The Shogun Machine learning toolbox provides a wide range of unified and efficient machine learning methods. The toolbox seamlessly allows to easily combine multiple data representations, algorithm classes, and general purpose tools. This enables both rapid prototyping of data pipelines and extensibility in terms of new algorithms. We combine modern software architecture in C++ with both efficient low-level computing backends and cutting edge algorithm implementations to solve large-scale Machine Learning problems (yet) on single machines.
One of Shogun's most exciting features is that you can use the toolbox through a unified interface from C++, Python, Octave, R, Java, Lua, C#, Ruby, etc. This not just means that we are independent of trends in computing languages, but it also lets you use Shogun as a vehicle to expose your algorithm to multiple communities. We use SWIG to enable bidirectional communication between C++ and target languages. See our examples in all target languages. Shogun runs under Linux/Unix, MacOS, and Windows.
Originally focussing on large-scale kernel methods and bioinformatics, the toolbox saw massive extensions to other fields in recent years. It now offers features that span the whole space of machine learning methods, including many classical methods in classification, regression, dimensionality reduction, clustering, but also more advanced algorithm classes such as metric, multi-task, structured output, and online learning, as well as feature hashing, ensemble methods, and optimization, just to name a few. Shogun in addition contains a number of exclusive state-of-the art algorithms such as a wealth of efficient SVM implementations, Multiple Kernel Learning, kernel hypothesis testing, Krylov methods, etc. All algorithms are supported by a collection of general purpose methods for evaluation, parameter tuning, preprocessing, serialisation & I/O, etc; the resulting combinatorial possibilities are huge.

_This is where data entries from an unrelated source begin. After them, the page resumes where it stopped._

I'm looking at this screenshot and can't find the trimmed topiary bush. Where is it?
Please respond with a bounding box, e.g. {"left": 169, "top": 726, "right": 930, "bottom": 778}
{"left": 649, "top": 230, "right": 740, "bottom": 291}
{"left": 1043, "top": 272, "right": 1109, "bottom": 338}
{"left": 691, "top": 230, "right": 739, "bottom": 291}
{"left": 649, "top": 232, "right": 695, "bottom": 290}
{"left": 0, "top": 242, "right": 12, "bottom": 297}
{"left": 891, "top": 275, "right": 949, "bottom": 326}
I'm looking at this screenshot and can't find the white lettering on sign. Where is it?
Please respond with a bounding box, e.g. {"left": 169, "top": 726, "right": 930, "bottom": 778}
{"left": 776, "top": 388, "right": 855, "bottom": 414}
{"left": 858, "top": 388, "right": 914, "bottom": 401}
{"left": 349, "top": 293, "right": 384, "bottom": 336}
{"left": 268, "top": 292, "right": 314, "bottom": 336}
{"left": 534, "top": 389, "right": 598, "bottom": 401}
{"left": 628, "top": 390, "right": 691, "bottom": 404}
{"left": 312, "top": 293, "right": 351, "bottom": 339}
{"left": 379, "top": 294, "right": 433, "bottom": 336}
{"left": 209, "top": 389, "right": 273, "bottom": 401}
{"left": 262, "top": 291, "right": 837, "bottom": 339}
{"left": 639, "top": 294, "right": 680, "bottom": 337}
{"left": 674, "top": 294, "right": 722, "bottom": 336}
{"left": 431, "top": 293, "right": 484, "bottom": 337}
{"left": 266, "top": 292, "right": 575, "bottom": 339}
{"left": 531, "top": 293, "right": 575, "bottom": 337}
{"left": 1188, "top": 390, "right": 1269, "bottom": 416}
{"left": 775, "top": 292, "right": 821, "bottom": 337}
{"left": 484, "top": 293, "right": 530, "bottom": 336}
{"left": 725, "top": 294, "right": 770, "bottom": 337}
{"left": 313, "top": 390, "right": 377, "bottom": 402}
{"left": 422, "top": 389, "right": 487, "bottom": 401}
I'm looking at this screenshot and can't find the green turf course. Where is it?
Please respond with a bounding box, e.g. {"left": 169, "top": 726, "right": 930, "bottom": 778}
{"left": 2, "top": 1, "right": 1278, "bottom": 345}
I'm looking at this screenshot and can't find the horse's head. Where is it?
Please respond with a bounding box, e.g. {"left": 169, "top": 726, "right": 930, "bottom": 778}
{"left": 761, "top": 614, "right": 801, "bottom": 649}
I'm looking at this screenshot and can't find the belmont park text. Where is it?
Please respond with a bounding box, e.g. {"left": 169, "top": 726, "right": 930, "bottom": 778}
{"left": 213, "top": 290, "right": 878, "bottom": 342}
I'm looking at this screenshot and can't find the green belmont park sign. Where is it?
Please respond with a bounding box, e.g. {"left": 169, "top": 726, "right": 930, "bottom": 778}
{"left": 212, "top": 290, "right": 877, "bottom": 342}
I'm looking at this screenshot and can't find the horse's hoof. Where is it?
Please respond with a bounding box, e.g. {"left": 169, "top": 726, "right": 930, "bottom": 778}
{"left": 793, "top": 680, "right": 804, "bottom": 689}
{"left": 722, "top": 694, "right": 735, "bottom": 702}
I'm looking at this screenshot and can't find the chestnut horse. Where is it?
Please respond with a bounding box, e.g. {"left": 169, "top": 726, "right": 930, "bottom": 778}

See our showroom.
The main focus point of the tutorial is the set of tools we have developed to create an easy deployable platform for data scientist (both for experts and novice users), that allows them to analyse the problem at hand using Jupyter notebooks. As Shogun is language agnostic, using Jupyter notebooks was a natural match as it allowed us to expose the full power of Shogun, namely that the users could use Shogun with any of the usual kernels of Jupyter (e.g. python, R, Java, Scala, Ruby etc.). As part of our effort to support all major programing languages we have developed a meta-example framework: a user can write an example use-case for a method using our 'meta-example' syntax, that would then be auto-translated into all of the supported languages of the library. This not only allows us to easily scale with the number of new methods in the sense of having the example use-cases of the method being exposed to all of the target languages, but it allows us to have those methods tested throughout of all the supported languages.